Coconut Trees in a Fight For Their Lives

By Lester Changtgi- Staff Writer, 15 Dec 2000, The Garden Island

Garden Isle Newspaper Imagine Kaua’i and the rest of the state stripped bare of lush, palm-frond coconut trees – the most recognizable symbol of the Hawaiian Islands, of tropical beauty and aloha.

It could happen if steps are not taken to halt the spread of the coconut heart rot, a fungus that has killed trees at an alarming rate, particularly in areas with high rainfall, state agricultural officials say.

The blight has decimated up to 25 percent of the palm trees on Maui. Statewide, the fungus has hit between 10 and 15 percent of the trees. At stake is the future of a tree synonymous with Hawai’i and has helped attract millions of visitors to its shores over the years.

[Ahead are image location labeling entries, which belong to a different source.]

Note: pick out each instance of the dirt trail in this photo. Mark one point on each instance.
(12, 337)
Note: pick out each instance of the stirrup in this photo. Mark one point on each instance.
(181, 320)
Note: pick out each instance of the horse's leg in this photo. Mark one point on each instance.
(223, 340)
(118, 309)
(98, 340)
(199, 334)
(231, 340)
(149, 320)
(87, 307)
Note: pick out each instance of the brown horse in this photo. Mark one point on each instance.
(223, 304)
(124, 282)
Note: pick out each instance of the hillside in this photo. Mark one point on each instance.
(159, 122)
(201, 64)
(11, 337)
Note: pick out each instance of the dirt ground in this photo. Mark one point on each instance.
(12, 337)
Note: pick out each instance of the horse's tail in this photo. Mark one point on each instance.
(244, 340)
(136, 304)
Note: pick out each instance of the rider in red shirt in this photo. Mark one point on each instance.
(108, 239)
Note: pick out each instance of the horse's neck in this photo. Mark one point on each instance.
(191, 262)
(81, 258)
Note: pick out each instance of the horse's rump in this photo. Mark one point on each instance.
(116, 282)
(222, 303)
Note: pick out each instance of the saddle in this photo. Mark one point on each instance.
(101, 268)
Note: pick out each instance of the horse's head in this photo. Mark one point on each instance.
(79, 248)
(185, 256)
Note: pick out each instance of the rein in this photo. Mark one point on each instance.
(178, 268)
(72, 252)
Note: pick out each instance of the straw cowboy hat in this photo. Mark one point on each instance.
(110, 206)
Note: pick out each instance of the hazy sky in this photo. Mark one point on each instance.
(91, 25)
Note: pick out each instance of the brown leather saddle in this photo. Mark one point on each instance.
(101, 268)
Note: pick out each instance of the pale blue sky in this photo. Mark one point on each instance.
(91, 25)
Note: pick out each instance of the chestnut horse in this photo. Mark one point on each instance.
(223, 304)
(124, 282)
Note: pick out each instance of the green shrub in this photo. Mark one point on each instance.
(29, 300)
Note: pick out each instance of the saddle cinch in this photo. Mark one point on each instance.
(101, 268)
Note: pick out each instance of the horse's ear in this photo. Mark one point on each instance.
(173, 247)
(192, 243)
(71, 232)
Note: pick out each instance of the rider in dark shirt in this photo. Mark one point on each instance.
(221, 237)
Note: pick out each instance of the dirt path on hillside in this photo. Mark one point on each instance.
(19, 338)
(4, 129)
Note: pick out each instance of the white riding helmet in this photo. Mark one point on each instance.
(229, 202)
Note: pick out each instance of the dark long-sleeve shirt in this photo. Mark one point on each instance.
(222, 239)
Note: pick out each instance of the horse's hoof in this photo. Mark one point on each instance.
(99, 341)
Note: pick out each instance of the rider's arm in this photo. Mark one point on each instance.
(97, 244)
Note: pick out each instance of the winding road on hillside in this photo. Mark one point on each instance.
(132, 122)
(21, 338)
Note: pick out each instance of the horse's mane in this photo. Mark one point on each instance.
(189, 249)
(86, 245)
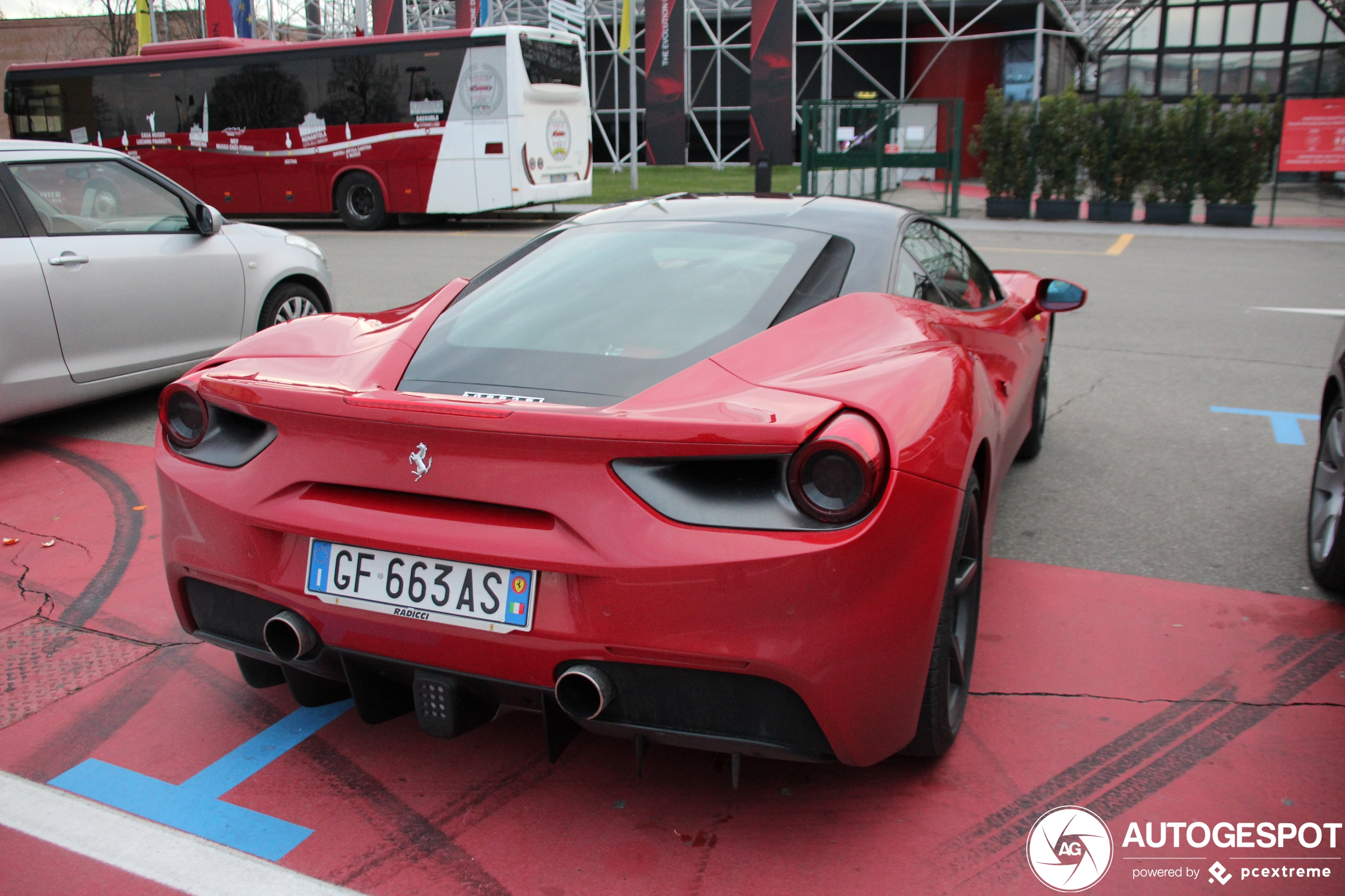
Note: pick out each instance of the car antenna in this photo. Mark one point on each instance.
(658, 201)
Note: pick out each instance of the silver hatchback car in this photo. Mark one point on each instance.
(115, 278)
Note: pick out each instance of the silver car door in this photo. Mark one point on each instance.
(133, 286)
(33, 376)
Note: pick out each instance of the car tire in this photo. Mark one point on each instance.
(287, 303)
(955, 640)
(1325, 542)
(360, 201)
(1032, 445)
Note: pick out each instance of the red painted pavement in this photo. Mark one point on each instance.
(1145, 700)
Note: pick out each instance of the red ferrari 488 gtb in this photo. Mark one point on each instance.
(715, 472)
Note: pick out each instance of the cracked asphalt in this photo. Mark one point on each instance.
(1137, 475)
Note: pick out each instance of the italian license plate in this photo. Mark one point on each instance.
(431, 589)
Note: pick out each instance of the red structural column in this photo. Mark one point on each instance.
(773, 81)
(665, 83)
(466, 13)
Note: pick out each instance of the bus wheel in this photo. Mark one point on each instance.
(361, 202)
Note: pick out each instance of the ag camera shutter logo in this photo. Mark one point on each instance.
(1070, 849)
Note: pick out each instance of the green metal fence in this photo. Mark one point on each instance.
(867, 148)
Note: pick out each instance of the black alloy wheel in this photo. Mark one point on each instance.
(1325, 546)
(287, 303)
(955, 640)
(360, 201)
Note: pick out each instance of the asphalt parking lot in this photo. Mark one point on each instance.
(1145, 628)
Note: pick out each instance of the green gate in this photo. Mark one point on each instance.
(858, 147)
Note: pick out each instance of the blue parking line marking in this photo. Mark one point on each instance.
(195, 805)
(1284, 423)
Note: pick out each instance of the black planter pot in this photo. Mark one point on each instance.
(1111, 210)
(1230, 215)
(1167, 213)
(1008, 207)
(1057, 209)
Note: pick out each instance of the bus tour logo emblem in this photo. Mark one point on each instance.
(559, 136)
(481, 89)
(1070, 849)
(422, 464)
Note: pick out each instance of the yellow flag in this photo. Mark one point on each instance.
(624, 39)
(143, 22)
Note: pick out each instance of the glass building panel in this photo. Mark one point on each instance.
(1309, 22)
(1204, 73)
(1111, 77)
(1302, 71)
(1332, 81)
(1235, 74)
(1241, 21)
(1271, 26)
(1209, 26)
(1142, 70)
(1176, 74)
(1266, 71)
(1179, 28)
(1145, 34)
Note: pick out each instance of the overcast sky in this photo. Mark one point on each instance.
(43, 8)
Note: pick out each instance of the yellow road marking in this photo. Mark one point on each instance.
(1119, 246)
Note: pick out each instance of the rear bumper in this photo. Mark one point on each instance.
(842, 620)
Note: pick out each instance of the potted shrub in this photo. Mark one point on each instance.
(1002, 141)
(1117, 155)
(1060, 147)
(1173, 140)
(1234, 163)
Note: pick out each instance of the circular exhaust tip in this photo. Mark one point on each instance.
(288, 636)
(584, 692)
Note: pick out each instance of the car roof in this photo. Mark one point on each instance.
(42, 150)
(872, 226)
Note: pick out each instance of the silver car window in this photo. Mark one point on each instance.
(84, 196)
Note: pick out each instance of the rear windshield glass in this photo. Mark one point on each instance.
(549, 62)
(600, 313)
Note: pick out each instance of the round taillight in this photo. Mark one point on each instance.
(837, 476)
(183, 415)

There is no cure for the blight, but the University of Hawai’i Agricultural Experimental Station in Wailua has begun research to find ways to either control or stamp out the disease.

Hawai’i Coconut Protectors, a private company on Maui, has taken the lead in trying to contain the disease while the experiments go on. For a fee, the company injects a nutrient into a tree to shore up its immune system, acting like a shield that protects the tree from the fungus, according to owner Philippe Visintainer.

The process only works on healthy trees. Once a tree contracts the disease, death is a certainty. The fungus, Phytophthora katsurae, apparently made its home in Hawai’i more than 30 years ago, when it was identified by University of Hawai’i officials on Kaua’i. The fungus later entrenched itself on Maui, O’ahu and Big Island.